In these thrifty times, it is possible to go gathering snails rather as they do in Provence, France. There they collect their snails and starve them for up to a week with just water and a smattering of thyme to impart flavor to the flesh. They are then steeped in salt and vinegar for a few hours, washed to remove the mucus, blanched for five minutes, followed by shelling to remove the black part at the end of the tail. Voila, there is your meaty and chewy delight.

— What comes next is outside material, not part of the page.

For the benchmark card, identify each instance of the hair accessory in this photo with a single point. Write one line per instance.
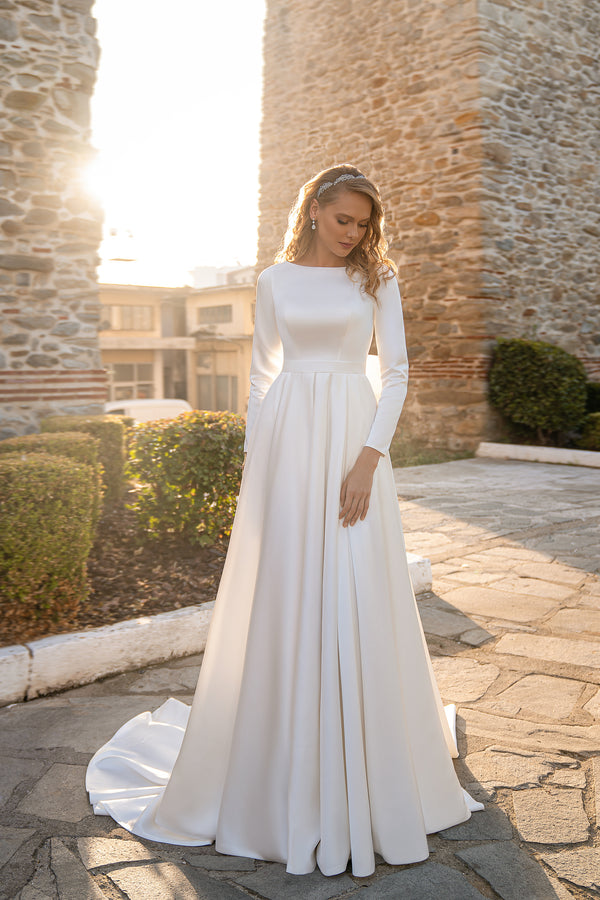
(327, 184)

But for those with deeper pockets, how about snail caviar? Available canned by De Jaegar in France where each of their snails produces 100 eggs per year of this cream pearl delicacy. De Jaegar describes their snail caviar as having “subtle autumn flavors with woody notes”. Best served at room temperature with a dash of sour cream this complex, time consuming product is reflected in its price of $129 for just 50g.
So this ingredient is certainly in keeping with the slow food movement’s mission which was set up to counteract fast food, they whiz along at speeds of up to 0.04 kilometers per hour - now that really is snail pace.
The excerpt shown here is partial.